In 2008, professional surfer Ryan Carlson was rushed to the hospital after a small sea urchin cut he received while surfing in Puerto Rico became a large pus-filled abscess that was quickly taking over his left foot. After being admitted to the hospital, doctors diagnosed Ryan as having MRSA, the deadliest form of staph infection, and told him that in order to stop the spread they might be forced to amputate his leg, effectively ending his career as a professional surfer.
Ryan is one of many in the surfing community diagnosed with MRSA, because as surfers we often face exposure in the ocean and on the beach. I have had multiple friends who have battled with MRSA infections for months at a time, one even needing emergency transport from Bali. In fact, it is becoming so widespread among those who surf that Transworld Surf has named it one of the “top ten surfer sicknesses” of 2010.
Cases like these have provoked a string of medical studies yielding startling results: Nine out of the ten beaches in Washington State that were tested came up positive for staph including MRSA. Other beaches testing positive were found in Florida, Hawaii, and California.

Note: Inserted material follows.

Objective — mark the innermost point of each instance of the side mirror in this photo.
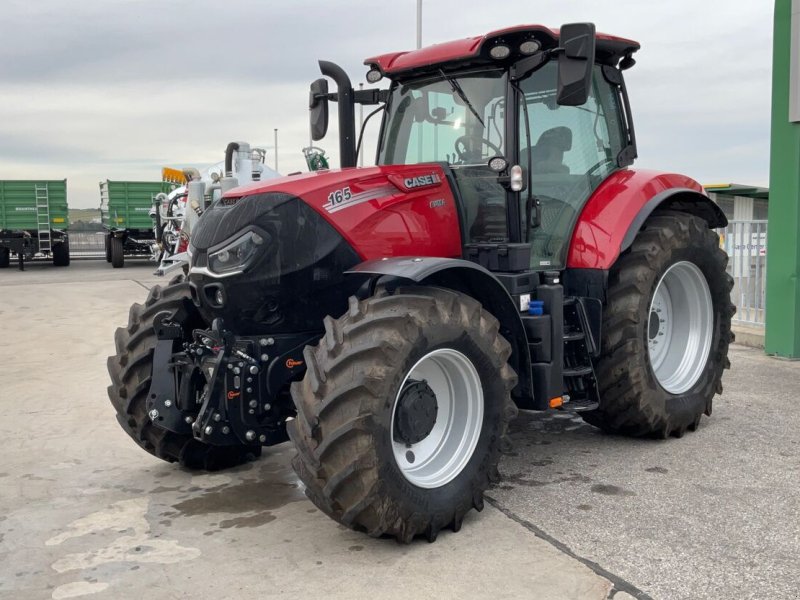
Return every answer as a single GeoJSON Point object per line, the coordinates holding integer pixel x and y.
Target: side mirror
{"type": "Point", "coordinates": [575, 63]}
{"type": "Point", "coordinates": [318, 106]}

Despite the local press the issue has received, it is unsettling how little people visiting the beaches know about the hazards of acquiring MRSA and the proper methods for preventing and treating infection. According to a study done by the U.S. department of Commerce, about 1 in 4 Americans visit the beach annually, generating 61 billion dollars in revenue for California alone. Yet looking through California’s premier tourism website visitcalifornia.com, there is not even a mention of MRSA, let alone any of the other risks undertaken when making a trip to the beach (riptides, sun exposure, dirty water).
Scientifically speaking, MRSA, short for Methicillin-resistant Staphylococcus aureus, is a bacteria belonging to the Cocci class. Like many other bacteria of this class, MRSA tends to multiply quickly, form colonies, and transfer genes horizontally between individuals, which makes it especially difficult to treat after initial infection, and gives rise to the amazing and frightening ability of bacterial colonies to quickly adapt to changing conditions, including our antibiotics. MRSA is most easily acquired through open wounds, and studies show that being buried in the sand seems to raise the risk of infection.

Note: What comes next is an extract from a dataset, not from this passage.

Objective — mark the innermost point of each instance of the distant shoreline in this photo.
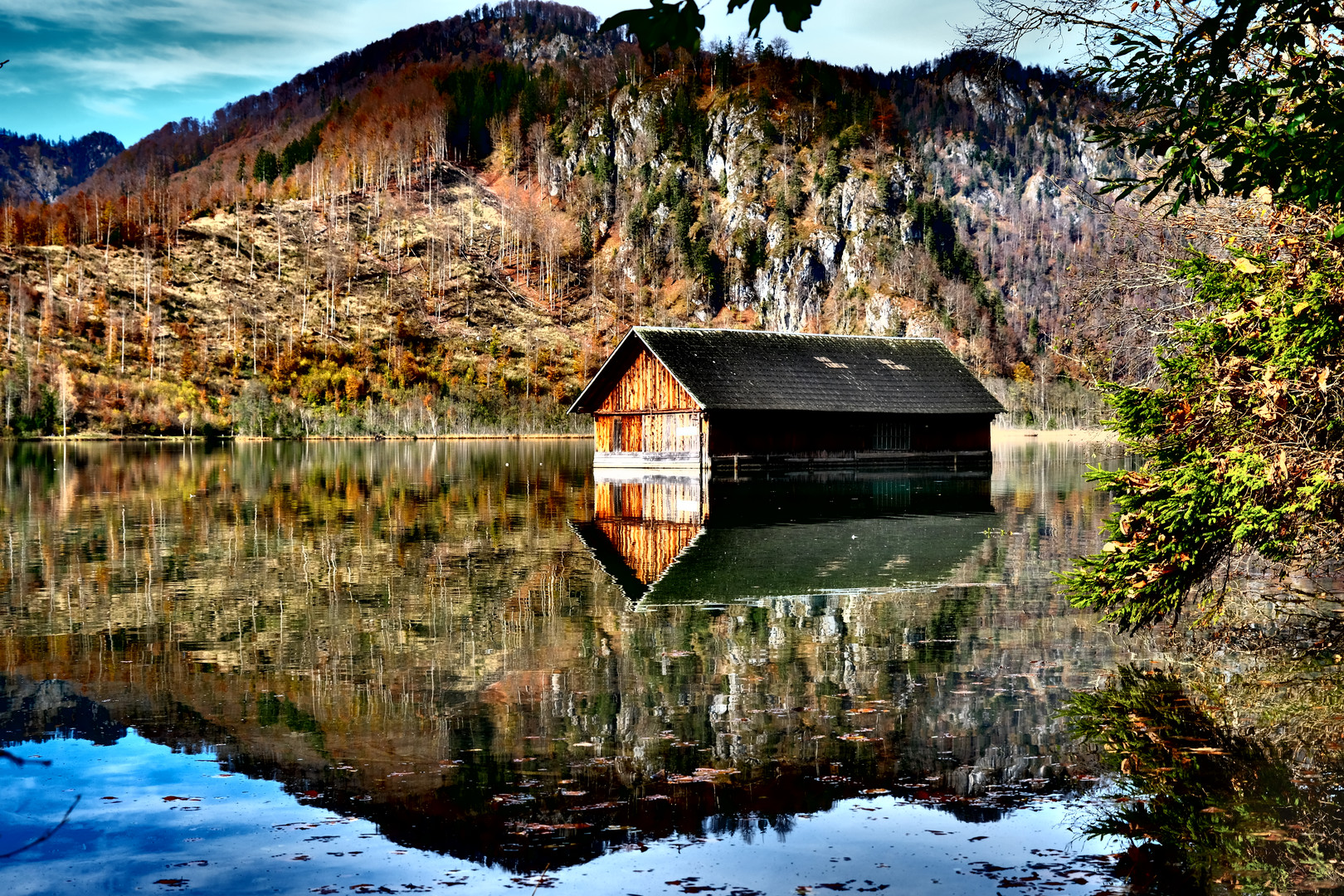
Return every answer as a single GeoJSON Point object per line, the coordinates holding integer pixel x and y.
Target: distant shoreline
{"type": "Point", "coordinates": [455, 437]}
{"type": "Point", "coordinates": [999, 436]}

Think about how many times you have gone surfing with a cut on your foot and forgot to wash off the sand afterwards. Traditionally this attitude of neglect came from the fact that if you got an infection, a quick trip to the doctor’s office to pick up some antibiotics was all that was necessary. And for the last couple generations, there really wasn’t any need to fear infection because we had a constant influx of new antibiotics coming from the pharmaceutical industry.
In the future, it is going to be up to every individual to take more precautions in preventing infection because we are likely coming to the close of the era of antibiotics and their wide availability. There has been a huge increase in multi-drug resistant strains of bacteria and as surfers we are exposed at higher levels than most others through contact with the water. The medical community has not discovered a single new class of antibiotics since the 1980’s, despite ample funding and exploration and the prospects for the future are likely going to be unable to meet the expected need.
MRSA and the future of antibiotics boils down to the question of what kind of world we want to leave to our children. It is imperative for the surfing community to take action so that our kids are educated about these issues, not with media scares, but in the water, as good habits in healthy living need to start at a young age and be taught alongside lessons like putting on a wetsuit or catching your first wave. This is a call to arms guys. Help me out here.